The disparity in broadband access between rural areas like Greene and Columbia counties and urban areas is significant. According to the Federal Communications Commission Broadband Deployment Report of 2019, more than 25% of rural residents don’t have access to sufficient internet speeds, compared to less than 2% of urban residents.
Yet according to the New York State Broadband Program Office, 98% of New Yorkers have access to broadband. But this number is known to be an extreme overestimate because of mapping flaws. If one home within a census block has access to broadband services, the entire block is marked as served, according to the mapping procedure.
Enter Delgado, who proposed two bills that would correct and make more accurate broadband mapping procedures. One is the Broadband Speed Act, to enforce factual advertising of speed rates for rural areas. The second is the Community Broadband Mapping Act, to adjust the current one-served, all-served measurement flaw.
In his letter to Senate and House leaders, Delgado urged them to increase federal funding for the U.S. Department of Agriculture’s ReConnect Program. The letter was signed by 48 House members and called on leaders of the Senate and House appropriations subcommittees on rural issues to designate $605 million to ReConnect.
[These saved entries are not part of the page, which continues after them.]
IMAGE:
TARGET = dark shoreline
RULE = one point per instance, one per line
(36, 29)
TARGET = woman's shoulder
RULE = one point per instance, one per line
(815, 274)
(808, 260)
The program offers loans and grants to businesses and local officials to expand broadband in underserved rural areas. The House of Representatives’ appropriations bill for fiscal year 2020 included the $605 million of funding for ReConnect, but the current Senate appropriations bill has not designated any funding for the program.
Getting the Senate on board would be a good first step and the House needs more than 48 representatives to move the proposed legislation anywhere. ReConnect is badly needed by Columbia County’s outlying regions and by Greene County’s underserved western mountaintop zones. Lack of broadband stifles local small businesses and that, in turn, smothers the economy.
ReConnect and Delgado’s two proposals would represent a great step forward to cure our chronic broadband ills. All three should be debated and approved as quickly as possible.